Ginger Snaps

Makes about 4 dozen cookies

From "May All Be Fed: Diet For a New World" by John Robbins. "Molasses and maple syrup give these cookies a rich, sweet flavor, and the fresh ginger gives them an unforgettable snap."

3/4 cup pure maple syrup
1/4 cup unsulphured (not blackstrap) molasses
1/2 cup canola or safflower oil
3 tbsp. finely grated fresh gingerroot
2 1/2 cups whole wheat pastry flour
1 tsp. baking powder
1 tsp. baking soda
1/2 tsp. salt

Preheat the oven to 350f. Lightly oil 2 baking sheets, or line with parchment paper.

Put the maple syrup, molasses, and oil in a blender and blend until smooth. Add the ginger and pulse until mixed. (You can also whisk the ingredients together in a bowl.)

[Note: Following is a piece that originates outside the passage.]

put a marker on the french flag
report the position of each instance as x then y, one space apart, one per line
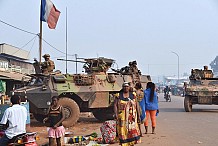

In a large bowl, whish the flour, baking powder, baking soda, and salt until thoroughly mixed. Add the maple syrup mixture and combine, using as few strokes as possible so you do not overmix the dough.

Drop heaping teaspoonfuls (use level tablespoonfuls if you want larger cookies) about 1 inch apart on the prepared baking sheets. Bake until the edges of the cookies are firm, 12 to 15 minutes. Do not overbake.

Let the cookies cool 2 minutes on the baking sheets, then transfer to a wire rack to cool completely.